The South China Sea -- a zone bordered by China, Vietnam, the Philippines and Malaysia -- is a vitally important global trade route, with $5 trillion of cargo passing through each year, and is also thought to hold rich deposits of petroleum and resources below its surface. It has become a disputed area as China claimed it had historic rights over areas of the sea, laying claim to its resources and building artificial islands.

The International Court in The Hague ruled last week that China has no legal claim to historic rights in the South China Sea, a judgement China has flatly rejected.
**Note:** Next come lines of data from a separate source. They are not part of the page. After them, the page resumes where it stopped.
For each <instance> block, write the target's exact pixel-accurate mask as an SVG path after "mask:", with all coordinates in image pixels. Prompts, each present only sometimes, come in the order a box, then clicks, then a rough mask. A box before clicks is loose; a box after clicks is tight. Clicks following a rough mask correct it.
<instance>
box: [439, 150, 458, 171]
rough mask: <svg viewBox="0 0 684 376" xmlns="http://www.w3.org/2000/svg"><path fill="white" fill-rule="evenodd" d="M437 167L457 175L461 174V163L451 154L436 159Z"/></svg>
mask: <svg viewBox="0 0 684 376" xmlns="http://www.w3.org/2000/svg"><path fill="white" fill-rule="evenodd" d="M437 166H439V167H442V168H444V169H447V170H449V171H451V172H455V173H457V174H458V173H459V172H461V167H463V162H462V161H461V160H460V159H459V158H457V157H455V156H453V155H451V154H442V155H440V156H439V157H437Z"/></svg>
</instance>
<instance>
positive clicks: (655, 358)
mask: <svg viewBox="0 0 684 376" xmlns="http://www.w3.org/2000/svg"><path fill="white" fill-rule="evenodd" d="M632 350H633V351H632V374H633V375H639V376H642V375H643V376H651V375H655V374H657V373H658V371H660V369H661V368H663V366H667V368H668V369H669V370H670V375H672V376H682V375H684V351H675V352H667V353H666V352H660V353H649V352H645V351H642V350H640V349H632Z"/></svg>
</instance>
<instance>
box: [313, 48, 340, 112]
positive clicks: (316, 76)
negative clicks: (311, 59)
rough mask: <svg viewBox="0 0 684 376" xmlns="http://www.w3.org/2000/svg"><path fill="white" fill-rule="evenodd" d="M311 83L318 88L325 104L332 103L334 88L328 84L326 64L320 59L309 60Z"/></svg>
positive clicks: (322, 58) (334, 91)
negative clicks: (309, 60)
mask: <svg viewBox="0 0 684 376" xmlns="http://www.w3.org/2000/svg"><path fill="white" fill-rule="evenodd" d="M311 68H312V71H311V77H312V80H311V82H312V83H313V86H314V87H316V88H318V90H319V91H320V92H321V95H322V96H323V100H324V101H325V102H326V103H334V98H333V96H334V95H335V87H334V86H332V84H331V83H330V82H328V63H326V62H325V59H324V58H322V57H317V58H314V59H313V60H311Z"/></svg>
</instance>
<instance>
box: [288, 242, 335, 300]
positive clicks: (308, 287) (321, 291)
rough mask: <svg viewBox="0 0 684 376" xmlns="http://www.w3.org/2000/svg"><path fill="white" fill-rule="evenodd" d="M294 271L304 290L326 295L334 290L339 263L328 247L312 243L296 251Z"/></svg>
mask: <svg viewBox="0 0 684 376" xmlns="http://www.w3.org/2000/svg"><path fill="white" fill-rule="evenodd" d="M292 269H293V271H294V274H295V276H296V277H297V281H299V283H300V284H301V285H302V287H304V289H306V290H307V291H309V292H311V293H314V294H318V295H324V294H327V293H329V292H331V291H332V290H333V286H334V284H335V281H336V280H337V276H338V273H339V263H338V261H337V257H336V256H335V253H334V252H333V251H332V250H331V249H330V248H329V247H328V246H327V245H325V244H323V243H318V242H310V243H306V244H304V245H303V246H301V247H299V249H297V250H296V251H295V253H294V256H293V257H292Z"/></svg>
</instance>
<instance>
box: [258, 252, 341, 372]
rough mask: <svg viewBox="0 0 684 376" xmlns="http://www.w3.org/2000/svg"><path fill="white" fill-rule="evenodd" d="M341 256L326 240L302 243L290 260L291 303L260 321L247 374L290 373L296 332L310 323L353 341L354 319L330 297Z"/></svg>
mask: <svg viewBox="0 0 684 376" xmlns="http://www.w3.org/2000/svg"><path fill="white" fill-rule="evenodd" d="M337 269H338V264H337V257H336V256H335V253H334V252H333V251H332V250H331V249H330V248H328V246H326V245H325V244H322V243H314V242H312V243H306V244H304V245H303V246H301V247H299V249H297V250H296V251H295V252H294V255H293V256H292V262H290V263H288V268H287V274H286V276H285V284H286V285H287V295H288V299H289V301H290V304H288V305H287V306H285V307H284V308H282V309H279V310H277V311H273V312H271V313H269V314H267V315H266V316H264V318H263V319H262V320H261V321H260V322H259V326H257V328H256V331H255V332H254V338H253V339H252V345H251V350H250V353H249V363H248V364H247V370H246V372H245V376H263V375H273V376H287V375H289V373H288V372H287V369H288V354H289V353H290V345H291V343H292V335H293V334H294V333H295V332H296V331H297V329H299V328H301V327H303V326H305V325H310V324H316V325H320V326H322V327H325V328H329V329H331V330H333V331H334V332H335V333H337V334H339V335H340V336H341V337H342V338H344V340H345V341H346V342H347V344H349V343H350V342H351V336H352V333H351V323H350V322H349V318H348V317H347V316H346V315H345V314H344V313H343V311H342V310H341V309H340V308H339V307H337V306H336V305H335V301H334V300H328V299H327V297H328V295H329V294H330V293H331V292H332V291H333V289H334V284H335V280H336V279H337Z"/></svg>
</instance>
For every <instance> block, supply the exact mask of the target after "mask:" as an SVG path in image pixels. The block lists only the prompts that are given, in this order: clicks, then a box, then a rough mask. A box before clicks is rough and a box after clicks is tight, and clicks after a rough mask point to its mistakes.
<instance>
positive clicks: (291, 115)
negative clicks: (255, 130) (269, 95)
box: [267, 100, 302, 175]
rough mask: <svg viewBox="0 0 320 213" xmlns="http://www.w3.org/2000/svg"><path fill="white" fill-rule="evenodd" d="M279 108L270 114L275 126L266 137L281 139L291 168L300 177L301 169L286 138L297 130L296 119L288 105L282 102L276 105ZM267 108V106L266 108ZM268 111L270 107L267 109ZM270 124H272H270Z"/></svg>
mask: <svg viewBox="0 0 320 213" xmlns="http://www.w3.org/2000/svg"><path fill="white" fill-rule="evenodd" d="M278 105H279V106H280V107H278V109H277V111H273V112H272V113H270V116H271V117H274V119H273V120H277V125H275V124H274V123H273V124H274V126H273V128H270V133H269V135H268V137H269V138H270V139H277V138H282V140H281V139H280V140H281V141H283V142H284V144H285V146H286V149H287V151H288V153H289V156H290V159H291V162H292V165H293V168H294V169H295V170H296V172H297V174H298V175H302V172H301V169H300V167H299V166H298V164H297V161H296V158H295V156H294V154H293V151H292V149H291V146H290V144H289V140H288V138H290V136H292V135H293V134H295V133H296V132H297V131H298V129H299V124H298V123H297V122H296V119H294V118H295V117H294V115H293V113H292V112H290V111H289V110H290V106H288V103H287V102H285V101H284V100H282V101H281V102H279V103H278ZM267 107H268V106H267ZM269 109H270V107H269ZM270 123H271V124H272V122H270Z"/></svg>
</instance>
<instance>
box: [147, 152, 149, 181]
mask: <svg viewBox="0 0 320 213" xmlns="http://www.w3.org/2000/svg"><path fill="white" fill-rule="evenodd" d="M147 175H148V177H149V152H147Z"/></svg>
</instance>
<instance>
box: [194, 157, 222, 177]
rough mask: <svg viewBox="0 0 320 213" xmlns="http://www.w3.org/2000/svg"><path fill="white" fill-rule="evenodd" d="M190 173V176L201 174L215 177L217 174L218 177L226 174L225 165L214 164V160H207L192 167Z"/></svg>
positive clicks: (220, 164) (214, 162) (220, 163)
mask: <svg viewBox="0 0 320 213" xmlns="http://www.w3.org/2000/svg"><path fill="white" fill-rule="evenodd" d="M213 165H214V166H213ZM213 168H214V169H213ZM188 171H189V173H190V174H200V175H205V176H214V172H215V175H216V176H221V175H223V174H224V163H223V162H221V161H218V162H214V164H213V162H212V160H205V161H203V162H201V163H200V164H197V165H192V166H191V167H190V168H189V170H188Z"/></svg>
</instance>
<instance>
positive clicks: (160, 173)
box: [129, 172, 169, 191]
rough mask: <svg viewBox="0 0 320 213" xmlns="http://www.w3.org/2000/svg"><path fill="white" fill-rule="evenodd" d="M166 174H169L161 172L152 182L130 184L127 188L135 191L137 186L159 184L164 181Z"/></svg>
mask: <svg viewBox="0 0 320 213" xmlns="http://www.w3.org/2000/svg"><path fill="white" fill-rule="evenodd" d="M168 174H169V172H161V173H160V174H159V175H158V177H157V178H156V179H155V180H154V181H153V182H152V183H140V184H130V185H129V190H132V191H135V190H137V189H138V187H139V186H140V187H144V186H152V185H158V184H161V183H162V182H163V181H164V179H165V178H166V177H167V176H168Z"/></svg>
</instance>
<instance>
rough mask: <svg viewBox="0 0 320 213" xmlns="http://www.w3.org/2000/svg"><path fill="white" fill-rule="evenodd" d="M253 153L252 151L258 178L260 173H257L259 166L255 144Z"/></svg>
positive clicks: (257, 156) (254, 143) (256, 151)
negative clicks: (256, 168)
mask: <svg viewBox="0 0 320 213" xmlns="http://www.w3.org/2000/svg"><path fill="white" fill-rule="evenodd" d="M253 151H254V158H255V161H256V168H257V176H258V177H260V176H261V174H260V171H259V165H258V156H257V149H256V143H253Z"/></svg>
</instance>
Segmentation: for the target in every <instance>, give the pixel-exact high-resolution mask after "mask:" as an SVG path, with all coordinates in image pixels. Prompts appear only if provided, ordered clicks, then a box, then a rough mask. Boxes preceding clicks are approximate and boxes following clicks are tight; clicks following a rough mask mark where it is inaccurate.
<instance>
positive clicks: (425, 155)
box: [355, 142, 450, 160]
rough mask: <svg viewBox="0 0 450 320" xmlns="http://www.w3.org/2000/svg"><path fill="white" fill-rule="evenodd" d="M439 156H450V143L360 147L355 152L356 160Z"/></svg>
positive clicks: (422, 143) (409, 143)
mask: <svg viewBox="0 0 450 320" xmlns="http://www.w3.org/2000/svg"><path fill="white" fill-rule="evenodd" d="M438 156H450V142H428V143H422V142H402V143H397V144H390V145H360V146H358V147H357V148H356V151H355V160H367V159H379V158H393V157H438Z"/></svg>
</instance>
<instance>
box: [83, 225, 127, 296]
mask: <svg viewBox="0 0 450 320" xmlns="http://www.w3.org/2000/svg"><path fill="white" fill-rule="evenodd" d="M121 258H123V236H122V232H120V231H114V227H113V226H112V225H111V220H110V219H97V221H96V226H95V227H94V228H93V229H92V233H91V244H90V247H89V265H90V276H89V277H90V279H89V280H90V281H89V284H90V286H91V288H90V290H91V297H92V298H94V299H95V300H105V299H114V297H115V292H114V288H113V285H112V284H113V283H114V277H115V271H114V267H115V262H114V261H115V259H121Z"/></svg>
It is feared that arguments over the region could lead to conflict in the Pacific, which would likely draw in the U.S. and Australia.
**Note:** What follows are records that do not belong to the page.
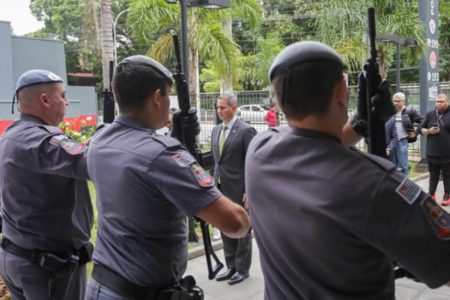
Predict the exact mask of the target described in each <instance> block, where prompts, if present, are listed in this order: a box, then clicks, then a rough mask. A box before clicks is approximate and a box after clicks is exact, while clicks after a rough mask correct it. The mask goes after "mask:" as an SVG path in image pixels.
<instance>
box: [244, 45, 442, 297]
mask: <svg viewBox="0 0 450 300" xmlns="http://www.w3.org/2000/svg"><path fill="white" fill-rule="evenodd" d="M344 68H345V65H344V62H343V60H342V58H341V57H340V56H339V54H338V53H337V52H336V51H335V50H333V49H332V48H330V47H328V46H327V45H324V44H322V43H318V42H313V41H304V42H299V43H295V44H292V45H290V46H288V47H287V48H285V49H284V50H283V51H282V52H281V53H280V54H279V55H278V56H277V57H276V59H275V61H274V62H273V64H272V67H271V70H270V75H269V76H270V81H271V84H272V87H273V90H274V93H275V96H276V99H277V101H278V104H279V106H280V107H281V109H282V110H283V112H284V113H285V115H286V118H287V120H288V124H289V126H287V127H284V128H274V129H270V130H268V131H267V132H264V133H262V134H259V135H257V136H256V137H255V138H254V139H253V140H252V142H251V144H250V147H249V150H248V152H247V160H246V186H247V196H248V198H249V202H250V203H249V204H250V205H249V206H250V215H251V219H252V226H253V230H254V233H255V237H256V241H257V244H258V247H259V249H260V259H261V266H262V271H263V275H264V281H265V299H266V300H269V299H335V300H336V299H342V300H344V299H345V300H349V299H395V294H394V287H395V285H394V272H393V267H392V261H393V260H394V261H396V262H398V263H399V264H400V265H402V266H404V267H405V268H406V269H407V270H408V271H410V272H411V273H412V274H413V275H414V276H416V277H417V278H419V279H420V280H421V281H423V282H424V283H425V284H427V285H428V286H430V287H432V288H435V287H438V286H440V285H443V284H447V283H448V281H449V280H450V256H449V253H450V241H449V239H450V226H449V225H448V224H450V216H449V215H448V214H447V213H446V212H445V211H443V210H442V208H440V207H439V206H438V205H437V204H436V203H435V202H434V201H432V200H431V199H430V198H429V197H428V196H427V195H426V194H425V193H424V192H423V191H422V190H421V189H420V188H419V187H418V186H417V185H416V184H415V183H414V182H412V181H411V180H409V179H408V178H407V177H405V176H404V175H403V174H402V173H401V172H398V171H396V169H395V166H394V165H393V164H392V163H390V162H389V161H387V160H385V159H383V158H380V157H377V156H373V155H370V154H365V153H362V152H360V151H358V150H356V149H355V148H353V147H349V146H346V145H345V142H344V141H351V140H354V139H355V137H356V135H355V133H352V132H351V130H352V129H351V126H350V124H349V123H348V122H347V119H348V116H347V109H348V89H347V85H346V82H345V79H344V76H343V70H344ZM360 80H361V82H360V83H359V84H360V87H362V85H363V84H364V83H365V82H364V76H360ZM382 86H384V85H382ZM362 94H363V93H361V95H362ZM373 100H376V101H375V102H376V103H377V104H376V110H375V111H376V114H375V117H379V118H381V119H383V120H385V119H386V117H389V115H390V113H391V111H392V109H391V108H392V107H391V106H390V105H388V103H389V102H391V101H390V95H389V93H388V92H387V91H386V90H385V89H384V90H382V89H379V90H378V92H377V94H376V97H375V98H373ZM358 101H359V104H361V103H363V104H364V99H363V98H362V97H360V98H359V99H358ZM358 106H359V109H358V112H357V113H356V116H357V118H359V120H356V121H355V122H353V124H361V123H364V121H365V120H363V119H362V118H361V116H364V115H367V112H365V111H363V110H364V107H365V105H358ZM343 127H344V128H345V129H344V130H343V129H342V128H343ZM357 130H358V131H359V129H357Z"/></svg>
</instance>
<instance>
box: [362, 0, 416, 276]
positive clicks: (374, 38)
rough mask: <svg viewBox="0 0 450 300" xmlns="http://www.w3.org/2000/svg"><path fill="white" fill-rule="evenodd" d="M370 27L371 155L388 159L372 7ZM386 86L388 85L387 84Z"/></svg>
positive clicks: (401, 266) (398, 274)
mask: <svg viewBox="0 0 450 300" xmlns="http://www.w3.org/2000/svg"><path fill="white" fill-rule="evenodd" d="M367 16H368V25H369V42H370V58H369V59H368V64H366V66H365V76H366V84H367V86H366V91H367V96H366V103H367V125H368V127H369V141H368V144H369V153H372V154H375V155H378V156H381V157H386V137H385V127H384V121H383V120H381V119H379V118H377V117H376V116H374V115H373V111H372V102H371V99H372V97H373V96H374V95H375V94H376V93H377V90H378V88H379V85H380V83H381V75H380V72H379V69H378V63H377V49H376V45H375V36H376V31H375V10H374V8H373V7H370V8H369V9H368V10H367ZM386 84H388V83H387V82H386ZM392 264H393V269H394V277H395V279H397V278H403V277H406V278H410V279H412V280H415V281H420V280H419V279H418V278H417V277H415V276H414V275H413V274H411V273H410V272H409V271H408V270H406V269H404V268H403V267H402V266H400V265H399V264H398V263H397V262H395V261H394V262H392Z"/></svg>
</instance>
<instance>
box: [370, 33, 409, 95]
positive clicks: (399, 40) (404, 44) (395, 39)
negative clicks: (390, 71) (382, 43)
mask: <svg viewBox="0 0 450 300" xmlns="http://www.w3.org/2000/svg"><path fill="white" fill-rule="evenodd" d="M376 39H377V40H378V41H380V42H382V43H395V45H396V51H395V56H396V79H395V81H396V87H395V90H396V92H400V46H405V47H415V46H416V42H415V41H414V39H412V38H405V39H403V38H401V37H400V36H398V35H380V36H377V37H376Z"/></svg>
Biden did not explicitly reference the South China Sea dispute, but raised his hopes to strengthen alliances and increase co-operation with Asian nations including the Philippines, Japan and Korea, as well as mentioning that he had discussed American involvement in the Pacific with Chinese president Xi Jinping, making it clear that "we are a Pacific nation. That is who we are. And we will maintain that posture, as long as we exist". Biden also spoke at length about the military power that his country would dedicate to the region.

"Anyone who questions America's dedication and staying power in the Asia-Pacific simply is not paying attention. Our commitment to our military strength is unparalleled. We continue to outpace our competitors spending more on our overall defence than the next eight nations in the world combined. We have the most capable ground forces in the world and unmatched ability to project naval and air power to any and every corner of the globe, and simultaneously," he said.

"We've committed to put over 60 percent of our fleet and our most advanced military capabilities in the Pacific by 2020. At the same time, we are stronger and more effective when we were side by side with our closest and most partners -- trusted partners. With those nations who their our interest, our concerns and our commitment to upholding a rules based international order, that means as we continue to address the full range of persistent challenges in the immediate threats to our shared security, the United States has kept and will keep a laser focus on the future in the Asia-Pacific."

As former Prime Ministers Bob Hawke, Tony Abbott and John Howard watched on, Biden spoke fondly of the relationship and history between Australia and the U.S.

"Over the years fighting side by side, over 65 years of a formal alliance although every testing - through every testing we faced as a nation, Australians an Americans have built an unsurpassed partnership. Our people joined in easy mateship, a history that forged the foundations of our alliance in iron, and baptised it in blood," Biden said.

"I am here because that partnership is a living connection between our two countries. As vital in this current era of change and uncertainty as it was a century ago in the trenches of World War I, as it was 75 years ago when together we defeated the forces of fascism, our alliance has been shaped by progress of our shared home in the Asia-Pacific and it's been for decades."

In a nod to the current presidential election campaign in his home country, where Donald Trump was officially endorsed as Republican candidate just hours previously, Biden spoke of overcoming racism and discrimination.

"Ours is a partnership that reminds us of what is best in ourselves. Even as we acknowledge that as nations we not always lived up to our best values. Most nations have characters strengthened by generation of courageous immigrants who arrived from somewhere else but their spirit and energy sustains and has sustained us and renewed us as nations, since our founding," he said.

"Both our nations, America and Australia continue to grapple with the legacies of racism and exclusion that shapes some of our past which still leaves behinds too many citizens. But we strive to overcome. We seek change."